Another factor that can cause situations like this to eventually develop is having a tightly coupled codebase, where you cannot reasonably extract a piece of code into a separate deployment, because it has 20+ dependencies on other services in the app and is called in about 40+ places (not even kidding). While you could try, before you know it you would be sending 20 MB of JSON for simple data fetching calls between applications (again, not kidding - once actually saw close to 100 MB of network traffic between back end services and DB calls for a page to load).

Those are just some of the issues. My suggestion would be to never build systems like that no matter how "simple" they seem and instead just stop being lazy and use Redis, RabbitMQ, or even just PostgreSQL/MySQL/MariaDB tables for ad-hoc queues, anything is better than writing such messes. And if you are ever asked to help someone with anything that starts looking like the above, tell them that your schedule is sadly full or at least very carefully consider your options.

> because they haven't adopted the "shared nothing" approach,

In practice, many web applications are stateful. The load balancer would see to it that clients keep talking to the same frontend. For larger applications it is important for cache locality.

> untold amounts of PHP code out there that stores files and other uploaded data

This is quite normal when you have some type of blob, and normally what networked file systems are user for.

> In practice, many web applications are stateful. The load balancer would see to it that clients keep talking to the same frontend. For larger applications it is important for cache locality.

In regards to front end resources, it shouldn't matter which instance you're talking to, if all web servers are serving copies of the same bundle, given that the resource hashes would match, outside of A/B testing scenarios. It's also nice to explore stateless APIs where possible, and not have to worry about sticky sessions.

In many dynamically scalable setups if you tried talking to API instance #27, you might discover that it is no longer present because the group of instances has been scaled down due to decreased load. Alternatively, you could discover that the instance that you were talking to has crashed and now has been replaced by another one.

Hence, having something like Redis for caching data, or even a cluster of such services becomes pretty important! Of course, there are ways to do this differently, such as taking advantage of CDN capabilities, but for the most part sticky sessions are a dated approach in quite a few cases. It's easier for everyone not to care about ensuring such persistence.

An excellent exception for this: geographically distributed systems where even if you don't care about that exact instance, you still want stuff in this data center to be reached, instead stuff half way across the world.

> This is quite normal when you have some type of blob, and normally what networked file systems are user for.

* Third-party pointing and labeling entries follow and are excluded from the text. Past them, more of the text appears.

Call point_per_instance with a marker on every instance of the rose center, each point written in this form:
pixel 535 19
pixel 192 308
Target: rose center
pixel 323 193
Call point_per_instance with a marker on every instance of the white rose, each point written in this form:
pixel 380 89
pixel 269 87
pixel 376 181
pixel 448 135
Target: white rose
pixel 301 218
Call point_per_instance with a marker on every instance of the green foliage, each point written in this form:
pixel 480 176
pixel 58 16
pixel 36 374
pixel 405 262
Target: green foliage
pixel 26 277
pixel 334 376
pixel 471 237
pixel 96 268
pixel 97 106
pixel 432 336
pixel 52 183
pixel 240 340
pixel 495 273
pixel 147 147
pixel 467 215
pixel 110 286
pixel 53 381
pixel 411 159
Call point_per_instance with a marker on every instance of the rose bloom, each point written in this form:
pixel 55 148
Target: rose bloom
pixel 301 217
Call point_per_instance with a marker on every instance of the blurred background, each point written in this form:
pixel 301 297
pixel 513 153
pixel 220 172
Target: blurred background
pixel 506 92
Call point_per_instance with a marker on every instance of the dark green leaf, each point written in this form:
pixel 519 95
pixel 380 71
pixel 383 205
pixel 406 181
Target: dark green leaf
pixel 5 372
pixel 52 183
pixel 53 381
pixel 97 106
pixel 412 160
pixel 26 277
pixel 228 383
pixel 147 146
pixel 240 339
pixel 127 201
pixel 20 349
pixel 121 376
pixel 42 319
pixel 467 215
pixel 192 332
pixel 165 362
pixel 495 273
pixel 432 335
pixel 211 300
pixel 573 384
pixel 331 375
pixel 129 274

Nowadays, I'd argue that S3 (or compatibles like MinIO or Zenko) is one of the very few ways to do this properly, or perhaps GridFS in MongoDB - an abstraction on top of the file system, that handles storing and accessing data as necessary. Then, using a distributed or networked file system, or block/object storage (depending on the setup) is a good idea.

However, in general cases, you should never use the file system directly for the storage of your blobs, regardless of whether those are stored locally or in a networked file system, as that is just asking for trouble. Things like maximum files per folder, inode limits, maximum folder nesting/file name length limits, maximum file sizes, writing bad code that allows browsing other directories than the intended ones, the risk of files that might be executed in the case of bad code/configuration, case sensitivity based on the file system, encoding issues, special characters in filenames or directories, need to escape certain characters as well, reserved names in certain file systems and frankly too many issues to list here.

So yes, it is "normal" but that doesn't make it okay, though one also has to understand that often in a shared hosting environment there aren't good options on offer, versus just spinning up a MinIO container and using the S3 library in your app.